Now I felt as if someone drop-kicked me in the stomach. “What?”
“It was the terms of the order when the judge signed it over two years ago. Your father tried to have it extended until you graduated, but enough time had passed that the judge no longer saw me as a threat.”
I couldn’t breathe and my head shook back and forth. “You mean you could have contacted me since February and you didn’t?”
She hesitated. “Yes.”
“Why?” Was I that unlovable? Weren’t mothers supposed to want to see their daughters? Especially when their daughters asked them for help? Not knowing what to do with myself, I stood and wrapped my arms around my shaking body. “Why?” I screamed it this time.
“Because.” Mom stood and raised her hands out to her sides. “Because I knew this is how you’d react. I knew you’d want to know what happened between us and I can’t tell you.”
“Why not?”
“Because you’ll blame me and I can’t take any more guilt. It wasn’t my fault, Echo, and I’m not going to let you make me feel that way.”
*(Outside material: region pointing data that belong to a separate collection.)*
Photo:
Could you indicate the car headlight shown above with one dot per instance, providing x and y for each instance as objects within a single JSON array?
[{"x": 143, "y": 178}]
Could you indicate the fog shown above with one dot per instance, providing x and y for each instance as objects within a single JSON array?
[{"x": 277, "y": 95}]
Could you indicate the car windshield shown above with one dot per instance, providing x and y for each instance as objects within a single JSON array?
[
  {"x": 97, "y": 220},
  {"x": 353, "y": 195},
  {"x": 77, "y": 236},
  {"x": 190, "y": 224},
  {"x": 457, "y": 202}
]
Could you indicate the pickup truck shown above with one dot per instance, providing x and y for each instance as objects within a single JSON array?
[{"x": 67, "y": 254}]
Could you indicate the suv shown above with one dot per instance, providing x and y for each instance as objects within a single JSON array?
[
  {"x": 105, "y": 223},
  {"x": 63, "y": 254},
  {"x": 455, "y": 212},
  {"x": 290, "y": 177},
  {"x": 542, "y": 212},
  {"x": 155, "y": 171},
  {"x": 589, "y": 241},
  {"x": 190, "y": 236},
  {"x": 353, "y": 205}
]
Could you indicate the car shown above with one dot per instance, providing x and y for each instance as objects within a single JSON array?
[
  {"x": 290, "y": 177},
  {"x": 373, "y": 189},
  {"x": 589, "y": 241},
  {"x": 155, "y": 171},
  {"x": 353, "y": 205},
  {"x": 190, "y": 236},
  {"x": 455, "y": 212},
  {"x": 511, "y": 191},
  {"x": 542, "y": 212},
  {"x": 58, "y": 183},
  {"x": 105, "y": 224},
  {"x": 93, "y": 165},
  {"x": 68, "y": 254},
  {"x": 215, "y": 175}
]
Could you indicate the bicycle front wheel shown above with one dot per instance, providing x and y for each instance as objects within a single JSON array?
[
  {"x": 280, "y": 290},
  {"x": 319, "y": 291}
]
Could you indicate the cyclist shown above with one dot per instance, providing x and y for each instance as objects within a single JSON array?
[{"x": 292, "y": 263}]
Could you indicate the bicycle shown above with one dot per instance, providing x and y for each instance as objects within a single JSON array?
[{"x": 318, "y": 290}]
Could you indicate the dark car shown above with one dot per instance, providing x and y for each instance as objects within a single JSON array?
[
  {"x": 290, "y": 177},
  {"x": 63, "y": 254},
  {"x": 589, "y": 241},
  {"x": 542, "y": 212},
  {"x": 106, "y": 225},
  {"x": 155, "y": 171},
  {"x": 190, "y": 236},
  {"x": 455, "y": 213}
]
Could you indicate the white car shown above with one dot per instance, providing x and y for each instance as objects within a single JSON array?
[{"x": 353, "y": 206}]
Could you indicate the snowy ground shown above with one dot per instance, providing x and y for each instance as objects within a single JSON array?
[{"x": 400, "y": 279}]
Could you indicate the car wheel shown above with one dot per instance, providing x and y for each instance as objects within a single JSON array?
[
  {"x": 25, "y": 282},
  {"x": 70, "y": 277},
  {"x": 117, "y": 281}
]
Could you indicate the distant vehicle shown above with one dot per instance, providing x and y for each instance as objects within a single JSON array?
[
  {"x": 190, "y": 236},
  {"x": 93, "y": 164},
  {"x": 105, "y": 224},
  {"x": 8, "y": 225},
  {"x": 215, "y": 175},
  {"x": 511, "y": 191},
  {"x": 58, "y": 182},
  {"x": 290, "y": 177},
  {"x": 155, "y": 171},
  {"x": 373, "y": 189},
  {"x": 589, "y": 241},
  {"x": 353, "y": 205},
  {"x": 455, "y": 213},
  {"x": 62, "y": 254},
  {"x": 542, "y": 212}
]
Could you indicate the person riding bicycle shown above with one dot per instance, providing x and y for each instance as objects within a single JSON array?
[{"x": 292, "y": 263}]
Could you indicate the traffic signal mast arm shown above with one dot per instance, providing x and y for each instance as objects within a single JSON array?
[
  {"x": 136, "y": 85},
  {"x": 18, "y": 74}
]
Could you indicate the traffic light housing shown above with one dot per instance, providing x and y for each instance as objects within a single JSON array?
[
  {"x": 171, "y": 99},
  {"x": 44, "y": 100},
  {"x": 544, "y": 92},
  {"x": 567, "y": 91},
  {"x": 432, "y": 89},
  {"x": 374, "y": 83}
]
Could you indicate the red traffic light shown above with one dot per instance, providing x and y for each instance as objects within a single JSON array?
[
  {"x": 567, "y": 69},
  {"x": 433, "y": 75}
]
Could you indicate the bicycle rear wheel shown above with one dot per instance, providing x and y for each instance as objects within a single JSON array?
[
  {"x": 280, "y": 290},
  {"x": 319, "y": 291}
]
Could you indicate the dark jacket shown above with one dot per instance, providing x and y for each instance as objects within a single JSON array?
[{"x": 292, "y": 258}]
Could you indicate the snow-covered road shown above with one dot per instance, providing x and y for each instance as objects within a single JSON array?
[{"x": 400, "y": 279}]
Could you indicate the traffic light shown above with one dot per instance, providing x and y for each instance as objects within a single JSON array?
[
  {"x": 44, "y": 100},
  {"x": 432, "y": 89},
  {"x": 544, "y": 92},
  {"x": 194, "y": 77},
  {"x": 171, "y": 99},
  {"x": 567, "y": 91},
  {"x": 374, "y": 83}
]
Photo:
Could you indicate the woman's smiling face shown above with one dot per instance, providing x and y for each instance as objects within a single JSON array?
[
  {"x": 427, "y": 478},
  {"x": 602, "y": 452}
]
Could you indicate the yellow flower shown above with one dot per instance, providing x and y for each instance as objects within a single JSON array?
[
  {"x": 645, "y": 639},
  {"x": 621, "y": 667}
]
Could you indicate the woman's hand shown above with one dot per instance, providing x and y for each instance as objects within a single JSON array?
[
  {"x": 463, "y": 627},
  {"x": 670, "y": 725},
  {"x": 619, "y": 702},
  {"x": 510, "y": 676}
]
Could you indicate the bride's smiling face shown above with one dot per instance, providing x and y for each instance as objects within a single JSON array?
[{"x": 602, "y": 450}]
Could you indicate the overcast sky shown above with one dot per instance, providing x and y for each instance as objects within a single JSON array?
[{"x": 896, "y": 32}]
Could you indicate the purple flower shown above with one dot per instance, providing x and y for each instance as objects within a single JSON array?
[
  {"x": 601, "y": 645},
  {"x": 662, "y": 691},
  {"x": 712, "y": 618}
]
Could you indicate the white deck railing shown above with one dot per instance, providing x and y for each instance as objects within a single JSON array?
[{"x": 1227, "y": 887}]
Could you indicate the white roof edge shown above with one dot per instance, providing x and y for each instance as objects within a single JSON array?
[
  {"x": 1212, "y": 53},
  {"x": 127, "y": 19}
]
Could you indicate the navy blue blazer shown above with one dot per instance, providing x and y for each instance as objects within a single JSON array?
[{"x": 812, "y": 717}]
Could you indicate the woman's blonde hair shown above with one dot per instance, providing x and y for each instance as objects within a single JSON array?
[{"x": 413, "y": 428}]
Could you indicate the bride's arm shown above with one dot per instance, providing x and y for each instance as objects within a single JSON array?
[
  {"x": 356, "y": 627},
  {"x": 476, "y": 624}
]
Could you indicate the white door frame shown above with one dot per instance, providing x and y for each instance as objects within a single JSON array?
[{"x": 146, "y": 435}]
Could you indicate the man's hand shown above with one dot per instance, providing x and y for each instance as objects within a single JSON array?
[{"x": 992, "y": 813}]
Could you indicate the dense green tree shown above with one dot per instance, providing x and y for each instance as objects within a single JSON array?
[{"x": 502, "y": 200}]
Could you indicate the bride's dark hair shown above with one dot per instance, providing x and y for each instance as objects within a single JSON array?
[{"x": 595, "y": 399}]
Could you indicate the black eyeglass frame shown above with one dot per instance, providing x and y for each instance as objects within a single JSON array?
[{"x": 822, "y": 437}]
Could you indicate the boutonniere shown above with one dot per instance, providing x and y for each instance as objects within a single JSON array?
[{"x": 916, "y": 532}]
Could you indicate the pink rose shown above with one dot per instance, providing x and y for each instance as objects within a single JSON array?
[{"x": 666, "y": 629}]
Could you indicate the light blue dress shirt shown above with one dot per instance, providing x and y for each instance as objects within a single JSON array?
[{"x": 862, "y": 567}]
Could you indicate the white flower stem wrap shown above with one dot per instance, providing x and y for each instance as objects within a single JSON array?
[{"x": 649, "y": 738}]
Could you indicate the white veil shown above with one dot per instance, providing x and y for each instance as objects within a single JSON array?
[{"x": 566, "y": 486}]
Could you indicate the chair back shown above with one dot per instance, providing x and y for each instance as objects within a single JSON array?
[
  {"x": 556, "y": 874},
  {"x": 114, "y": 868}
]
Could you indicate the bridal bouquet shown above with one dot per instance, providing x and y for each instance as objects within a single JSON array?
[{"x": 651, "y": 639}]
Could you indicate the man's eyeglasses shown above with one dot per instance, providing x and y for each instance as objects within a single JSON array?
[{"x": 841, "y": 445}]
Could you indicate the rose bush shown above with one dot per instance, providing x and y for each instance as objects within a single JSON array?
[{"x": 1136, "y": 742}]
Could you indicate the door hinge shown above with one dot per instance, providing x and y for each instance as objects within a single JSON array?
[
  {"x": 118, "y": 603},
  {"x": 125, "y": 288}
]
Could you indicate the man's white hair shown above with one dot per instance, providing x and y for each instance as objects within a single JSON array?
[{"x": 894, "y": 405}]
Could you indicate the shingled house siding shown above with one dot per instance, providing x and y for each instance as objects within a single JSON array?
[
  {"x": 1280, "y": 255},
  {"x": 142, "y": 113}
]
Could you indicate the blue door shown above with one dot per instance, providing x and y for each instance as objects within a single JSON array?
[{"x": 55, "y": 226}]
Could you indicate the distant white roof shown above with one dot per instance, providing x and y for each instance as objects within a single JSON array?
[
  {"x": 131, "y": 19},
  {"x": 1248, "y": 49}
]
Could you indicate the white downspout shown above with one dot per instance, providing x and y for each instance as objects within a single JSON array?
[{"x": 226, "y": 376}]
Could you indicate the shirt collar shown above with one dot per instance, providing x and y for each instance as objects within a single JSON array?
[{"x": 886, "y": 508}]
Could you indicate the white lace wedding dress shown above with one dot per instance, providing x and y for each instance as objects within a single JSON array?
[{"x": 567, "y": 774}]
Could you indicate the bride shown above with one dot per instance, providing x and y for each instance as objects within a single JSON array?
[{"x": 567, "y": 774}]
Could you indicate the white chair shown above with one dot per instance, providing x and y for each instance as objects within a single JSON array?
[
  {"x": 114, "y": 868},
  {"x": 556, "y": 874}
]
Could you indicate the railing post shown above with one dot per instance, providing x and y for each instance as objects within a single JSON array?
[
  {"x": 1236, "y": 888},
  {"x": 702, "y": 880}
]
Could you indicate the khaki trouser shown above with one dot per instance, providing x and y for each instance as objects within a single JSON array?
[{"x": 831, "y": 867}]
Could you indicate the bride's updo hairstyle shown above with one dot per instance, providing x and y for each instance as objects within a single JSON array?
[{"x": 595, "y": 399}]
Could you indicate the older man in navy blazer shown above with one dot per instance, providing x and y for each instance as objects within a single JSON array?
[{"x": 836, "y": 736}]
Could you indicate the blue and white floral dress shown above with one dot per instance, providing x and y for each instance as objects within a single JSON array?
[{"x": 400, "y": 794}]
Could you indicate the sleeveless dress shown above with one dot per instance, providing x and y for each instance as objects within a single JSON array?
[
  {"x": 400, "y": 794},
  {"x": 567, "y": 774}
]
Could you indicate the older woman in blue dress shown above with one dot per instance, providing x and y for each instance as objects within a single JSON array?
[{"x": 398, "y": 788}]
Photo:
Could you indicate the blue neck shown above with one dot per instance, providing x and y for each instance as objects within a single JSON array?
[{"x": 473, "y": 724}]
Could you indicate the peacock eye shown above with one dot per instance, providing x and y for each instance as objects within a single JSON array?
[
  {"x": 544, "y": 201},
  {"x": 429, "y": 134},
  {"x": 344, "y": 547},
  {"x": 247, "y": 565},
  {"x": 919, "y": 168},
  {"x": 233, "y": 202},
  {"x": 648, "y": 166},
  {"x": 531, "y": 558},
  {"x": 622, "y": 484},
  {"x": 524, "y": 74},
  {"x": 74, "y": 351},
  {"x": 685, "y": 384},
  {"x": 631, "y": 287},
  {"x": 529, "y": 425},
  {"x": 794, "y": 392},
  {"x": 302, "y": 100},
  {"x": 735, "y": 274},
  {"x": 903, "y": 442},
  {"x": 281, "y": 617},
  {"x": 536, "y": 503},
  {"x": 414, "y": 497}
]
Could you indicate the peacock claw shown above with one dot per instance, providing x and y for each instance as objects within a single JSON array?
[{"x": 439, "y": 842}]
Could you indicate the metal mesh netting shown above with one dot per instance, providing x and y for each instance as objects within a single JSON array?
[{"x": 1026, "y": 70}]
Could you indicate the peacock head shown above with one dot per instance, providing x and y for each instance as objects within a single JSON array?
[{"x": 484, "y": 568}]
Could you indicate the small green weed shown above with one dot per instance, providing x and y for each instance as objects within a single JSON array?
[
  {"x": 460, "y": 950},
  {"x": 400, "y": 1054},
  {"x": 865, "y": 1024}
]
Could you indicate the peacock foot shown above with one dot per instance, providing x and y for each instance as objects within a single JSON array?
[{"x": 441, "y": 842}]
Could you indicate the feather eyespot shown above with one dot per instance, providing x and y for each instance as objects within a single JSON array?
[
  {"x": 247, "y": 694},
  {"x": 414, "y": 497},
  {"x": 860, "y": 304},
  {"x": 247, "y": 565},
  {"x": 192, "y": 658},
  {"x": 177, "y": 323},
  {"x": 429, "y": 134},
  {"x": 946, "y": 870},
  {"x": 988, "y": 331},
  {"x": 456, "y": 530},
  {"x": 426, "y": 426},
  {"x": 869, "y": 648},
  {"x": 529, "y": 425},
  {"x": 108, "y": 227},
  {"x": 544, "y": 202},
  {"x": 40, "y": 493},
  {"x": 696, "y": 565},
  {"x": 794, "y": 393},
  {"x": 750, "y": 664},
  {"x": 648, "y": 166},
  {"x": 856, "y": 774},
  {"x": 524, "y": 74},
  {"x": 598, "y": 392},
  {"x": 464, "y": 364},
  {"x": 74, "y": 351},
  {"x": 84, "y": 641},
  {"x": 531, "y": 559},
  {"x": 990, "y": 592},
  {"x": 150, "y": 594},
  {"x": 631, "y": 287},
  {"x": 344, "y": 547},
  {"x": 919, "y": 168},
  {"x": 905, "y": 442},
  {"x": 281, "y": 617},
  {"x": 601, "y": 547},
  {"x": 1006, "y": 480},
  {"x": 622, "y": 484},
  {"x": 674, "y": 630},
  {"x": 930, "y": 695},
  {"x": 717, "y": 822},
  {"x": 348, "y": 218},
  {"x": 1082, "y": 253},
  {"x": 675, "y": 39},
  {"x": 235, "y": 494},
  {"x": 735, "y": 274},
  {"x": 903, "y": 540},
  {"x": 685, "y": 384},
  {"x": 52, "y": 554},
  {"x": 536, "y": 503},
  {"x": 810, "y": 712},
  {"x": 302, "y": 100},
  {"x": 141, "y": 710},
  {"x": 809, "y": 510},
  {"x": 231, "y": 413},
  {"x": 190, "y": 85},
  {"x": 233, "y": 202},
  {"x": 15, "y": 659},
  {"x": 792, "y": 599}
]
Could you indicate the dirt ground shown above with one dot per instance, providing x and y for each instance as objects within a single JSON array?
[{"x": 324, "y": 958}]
A Mack truck hit my body and my shoulders rolled with the impact. What an unbelievably selfish answer. “You don’t know that’s how I’ll react. I’m not happy you went off your meds, but I get that you didn’t understand what you were doing. I understand that you weren’t in the right frame of mind that night.”
She released a loud sigh and it echoed in the lonely cemetery. “I do know how you’ll react, Echo. I told you before, you and I share the same skin. Once we’re betrayed, we never forgive.”
The dark sludge that had inhabited my veins since I found out my father’s role in that day moved slowly in my gut, chilling me from the inside out. “I’m not like that.”